The patient was rushed for an MRI of the Brain which revealed complete blockage of the main blood vessel i.e. the Left Internal Carotid Artery causing significant brain infarcts(strokes) and damage due to lack of blood supply. In such a situation, the patient is usually treated within 4.5 hours of stroke onset using a clot buster medicine names Actilyse, administered by an intravenous route. Doctors were not able to administer this medicine as she had tendency to bleeding which was caused due to a very low platelet count. It was decided to remove the clot using a technique named ‘Endovascular Thrombectomy’. The procedure is routinely performed in the Cath Lab of this hospital for patients with acute stroke caused due to blocked Brain arteries. This procedure needs to be performed within a 6-8hrs of the onset of stroke, earlier the procedure, better the chances of a good outcome.

The procedure was done by a team of Neuro-Intervention Specialists and multiple bits of clots were removed immediately, restoring blood supply to the affected brain areas. The patient responded well to procedure and after a few hours was able to move her right limbs, however continued having some difficulty in speaking and swallowing food due to residual brain damage. After conducting a repeat MRI Brain angiogram, the scans showed complete resolution and small residual area of brain damage. If the procedure hadn’t been conducted, there was a high possibility of damage to the entire left side of the brain resulting into severe swelling and higher risk of death due to complications.

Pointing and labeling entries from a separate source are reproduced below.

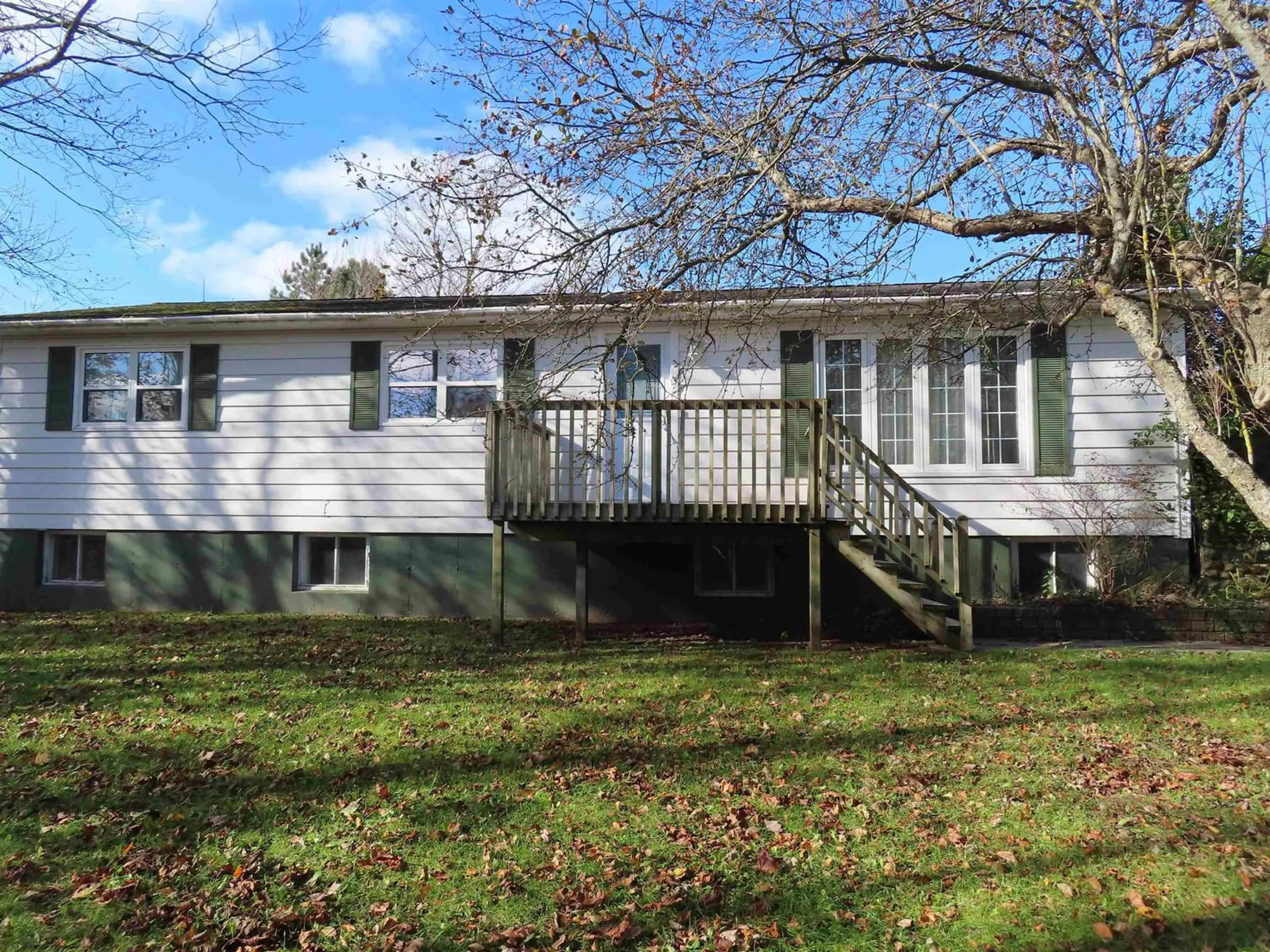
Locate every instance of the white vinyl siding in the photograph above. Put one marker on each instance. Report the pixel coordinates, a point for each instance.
(286, 461)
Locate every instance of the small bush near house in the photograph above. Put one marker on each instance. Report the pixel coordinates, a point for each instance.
(282, 782)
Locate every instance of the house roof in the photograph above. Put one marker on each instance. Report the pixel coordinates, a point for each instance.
(472, 304)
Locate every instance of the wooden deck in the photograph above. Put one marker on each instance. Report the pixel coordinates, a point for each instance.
(683, 461)
(759, 462)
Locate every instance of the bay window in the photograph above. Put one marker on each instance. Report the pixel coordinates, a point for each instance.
(945, 375)
(933, 405)
(999, 389)
(844, 381)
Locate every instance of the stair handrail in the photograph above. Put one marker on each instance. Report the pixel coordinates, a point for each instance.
(892, 512)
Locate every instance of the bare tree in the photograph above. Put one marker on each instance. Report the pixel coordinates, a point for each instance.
(700, 144)
(91, 101)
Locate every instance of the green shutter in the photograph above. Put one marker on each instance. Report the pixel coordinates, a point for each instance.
(1049, 376)
(798, 382)
(520, 381)
(205, 362)
(364, 398)
(60, 389)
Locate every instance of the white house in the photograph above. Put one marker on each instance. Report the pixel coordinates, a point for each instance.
(352, 456)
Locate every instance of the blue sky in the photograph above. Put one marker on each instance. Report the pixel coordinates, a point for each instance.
(222, 229)
(232, 228)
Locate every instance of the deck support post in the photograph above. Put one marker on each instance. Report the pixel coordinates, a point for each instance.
(582, 565)
(966, 614)
(497, 588)
(813, 588)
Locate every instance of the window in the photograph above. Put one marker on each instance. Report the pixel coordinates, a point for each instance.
(333, 562)
(999, 389)
(945, 374)
(472, 381)
(75, 559)
(896, 402)
(1052, 568)
(412, 384)
(463, 380)
(735, 569)
(133, 386)
(844, 382)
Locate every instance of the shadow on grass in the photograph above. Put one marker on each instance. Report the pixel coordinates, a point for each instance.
(84, 668)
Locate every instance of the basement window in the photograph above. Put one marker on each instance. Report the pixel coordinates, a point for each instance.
(74, 559)
(1052, 568)
(735, 569)
(334, 563)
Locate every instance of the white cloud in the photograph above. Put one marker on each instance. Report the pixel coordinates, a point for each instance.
(325, 184)
(359, 40)
(246, 264)
(197, 12)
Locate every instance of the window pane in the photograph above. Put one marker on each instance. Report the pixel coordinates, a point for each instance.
(65, 555)
(352, 560)
(106, 405)
(106, 370)
(714, 568)
(154, 405)
(896, 402)
(842, 381)
(752, 568)
(947, 376)
(472, 364)
(159, 369)
(322, 560)
(412, 367)
(999, 376)
(407, 403)
(92, 558)
(468, 402)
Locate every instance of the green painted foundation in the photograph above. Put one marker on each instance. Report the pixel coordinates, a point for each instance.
(643, 582)
(646, 582)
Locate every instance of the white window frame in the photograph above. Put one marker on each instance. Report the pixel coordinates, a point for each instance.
(921, 465)
(303, 565)
(700, 589)
(441, 384)
(134, 366)
(48, 560)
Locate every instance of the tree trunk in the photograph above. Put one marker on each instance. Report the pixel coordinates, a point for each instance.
(1246, 35)
(1132, 318)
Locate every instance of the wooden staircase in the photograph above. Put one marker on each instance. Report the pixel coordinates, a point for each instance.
(897, 537)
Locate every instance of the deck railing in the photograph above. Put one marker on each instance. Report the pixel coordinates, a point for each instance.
(904, 522)
(657, 460)
(745, 460)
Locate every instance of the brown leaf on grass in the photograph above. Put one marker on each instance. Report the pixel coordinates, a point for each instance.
(623, 932)
(1140, 904)
(766, 862)
(383, 857)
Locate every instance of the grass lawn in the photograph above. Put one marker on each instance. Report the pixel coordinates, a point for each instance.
(285, 782)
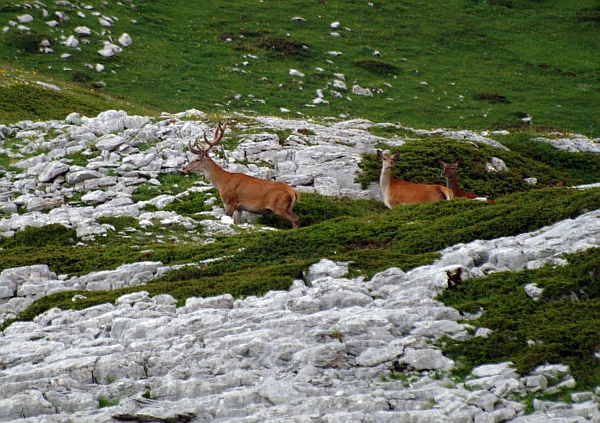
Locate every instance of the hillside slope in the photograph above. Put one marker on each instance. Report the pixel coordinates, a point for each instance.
(470, 64)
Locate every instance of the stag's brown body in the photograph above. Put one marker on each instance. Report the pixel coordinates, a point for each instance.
(240, 192)
(449, 172)
(397, 192)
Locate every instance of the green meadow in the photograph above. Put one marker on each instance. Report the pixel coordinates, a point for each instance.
(460, 64)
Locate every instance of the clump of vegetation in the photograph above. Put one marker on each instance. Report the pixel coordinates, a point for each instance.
(418, 163)
(563, 326)
(49, 236)
(194, 202)
(81, 77)
(282, 47)
(492, 98)
(589, 14)
(28, 42)
(314, 209)
(376, 66)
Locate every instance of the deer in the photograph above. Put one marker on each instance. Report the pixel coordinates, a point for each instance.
(240, 192)
(397, 192)
(449, 172)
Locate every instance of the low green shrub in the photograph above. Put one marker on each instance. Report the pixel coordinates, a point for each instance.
(563, 326)
(376, 66)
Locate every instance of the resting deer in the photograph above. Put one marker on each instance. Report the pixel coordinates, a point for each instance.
(397, 192)
(449, 172)
(240, 192)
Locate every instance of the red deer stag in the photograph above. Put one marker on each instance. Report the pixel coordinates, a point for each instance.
(397, 192)
(449, 172)
(241, 192)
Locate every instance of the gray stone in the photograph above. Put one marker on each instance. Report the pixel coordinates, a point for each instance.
(53, 170)
(110, 142)
(325, 268)
(82, 175)
(426, 359)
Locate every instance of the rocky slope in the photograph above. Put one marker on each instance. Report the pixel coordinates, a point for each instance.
(330, 349)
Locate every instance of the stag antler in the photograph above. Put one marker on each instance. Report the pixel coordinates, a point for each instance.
(219, 131)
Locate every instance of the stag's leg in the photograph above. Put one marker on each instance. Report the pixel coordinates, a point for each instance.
(237, 217)
(231, 212)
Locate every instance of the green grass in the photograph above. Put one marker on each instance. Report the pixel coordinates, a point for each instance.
(504, 59)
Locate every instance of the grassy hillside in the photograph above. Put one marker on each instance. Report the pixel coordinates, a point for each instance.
(472, 64)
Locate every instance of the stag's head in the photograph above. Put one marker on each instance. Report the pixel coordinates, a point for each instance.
(200, 163)
(388, 161)
(449, 169)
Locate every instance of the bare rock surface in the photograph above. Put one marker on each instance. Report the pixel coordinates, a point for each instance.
(330, 349)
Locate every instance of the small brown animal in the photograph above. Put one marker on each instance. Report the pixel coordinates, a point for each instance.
(240, 192)
(559, 184)
(397, 192)
(449, 172)
(454, 279)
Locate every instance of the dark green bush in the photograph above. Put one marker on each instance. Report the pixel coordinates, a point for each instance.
(562, 327)
(376, 66)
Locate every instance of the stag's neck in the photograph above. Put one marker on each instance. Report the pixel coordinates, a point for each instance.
(215, 174)
(386, 178)
(452, 184)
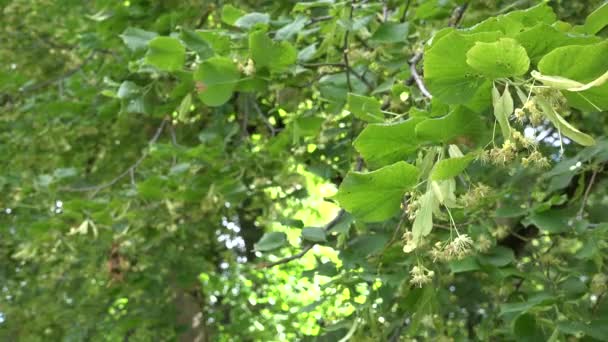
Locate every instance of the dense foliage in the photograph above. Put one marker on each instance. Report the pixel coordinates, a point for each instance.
(317, 170)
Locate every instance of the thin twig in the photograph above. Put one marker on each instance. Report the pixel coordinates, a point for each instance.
(587, 192)
(417, 78)
(97, 188)
(455, 19)
(69, 73)
(384, 11)
(319, 19)
(314, 65)
(305, 250)
(361, 77)
(407, 7)
(345, 49)
(457, 15)
(273, 130)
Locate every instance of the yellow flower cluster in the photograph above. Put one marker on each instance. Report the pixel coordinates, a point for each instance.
(472, 197)
(536, 159)
(457, 249)
(421, 275)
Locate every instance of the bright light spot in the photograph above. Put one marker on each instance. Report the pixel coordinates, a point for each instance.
(530, 132)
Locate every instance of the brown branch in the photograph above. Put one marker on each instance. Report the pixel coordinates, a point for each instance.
(315, 65)
(455, 19)
(345, 49)
(457, 15)
(128, 171)
(319, 19)
(587, 192)
(69, 73)
(416, 76)
(305, 250)
(407, 7)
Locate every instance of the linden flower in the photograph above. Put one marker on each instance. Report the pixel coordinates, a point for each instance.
(483, 243)
(460, 246)
(249, 69)
(421, 275)
(520, 115)
(408, 242)
(525, 142)
(501, 232)
(537, 159)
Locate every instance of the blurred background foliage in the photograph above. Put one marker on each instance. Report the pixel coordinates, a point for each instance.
(135, 202)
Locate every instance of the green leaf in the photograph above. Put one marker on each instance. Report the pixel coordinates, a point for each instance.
(251, 19)
(276, 56)
(218, 77)
(446, 72)
(231, 14)
(390, 32)
(383, 144)
(542, 38)
(503, 108)
(451, 167)
(128, 90)
(460, 124)
(314, 234)
(526, 329)
(514, 22)
(271, 241)
(562, 83)
(184, 108)
(597, 20)
(583, 64)
(197, 44)
(423, 223)
(467, 264)
(365, 108)
(504, 58)
(166, 53)
(562, 125)
(553, 221)
(377, 195)
(137, 39)
(539, 299)
(499, 256)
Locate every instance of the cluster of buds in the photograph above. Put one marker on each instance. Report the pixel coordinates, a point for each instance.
(535, 159)
(472, 197)
(530, 111)
(525, 142)
(483, 243)
(502, 155)
(557, 100)
(408, 242)
(421, 275)
(457, 249)
(501, 232)
(411, 208)
(247, 69)
(599, 283)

A similar clot was found in the right leg artery which caused the patient intolerable pain and blackish discoloration of the right foot. With the help of Dr Brajesh Kumar Kunwar, Interventional Cardiologist at the hospital, the clot was extracted in the Cath Lab, using a similar procedure. The patient had a difficult time coping with severe bodily weakness as her platelets were extremely low and she had difficulty in breathing due to underlying Pneumonia. She underwent physiotherapy and was initially fed using a nasogastric tube. A magnetic stimulation device was used which took care of residual spasticity and fastened recovery.

Speaking about the procedure Dr Pawan Ojha Consultant Neurologist & Stroke Specialist, said “The patient has responded well to the procedure and the overall treatment, her health is now improving. Her feeding tube has been removed. She is able to use her limbs fully, is able to talk, walk and eat by herself and is currently visiting the hospital for follow-ups. There are practically no residual symptoms of stroke”.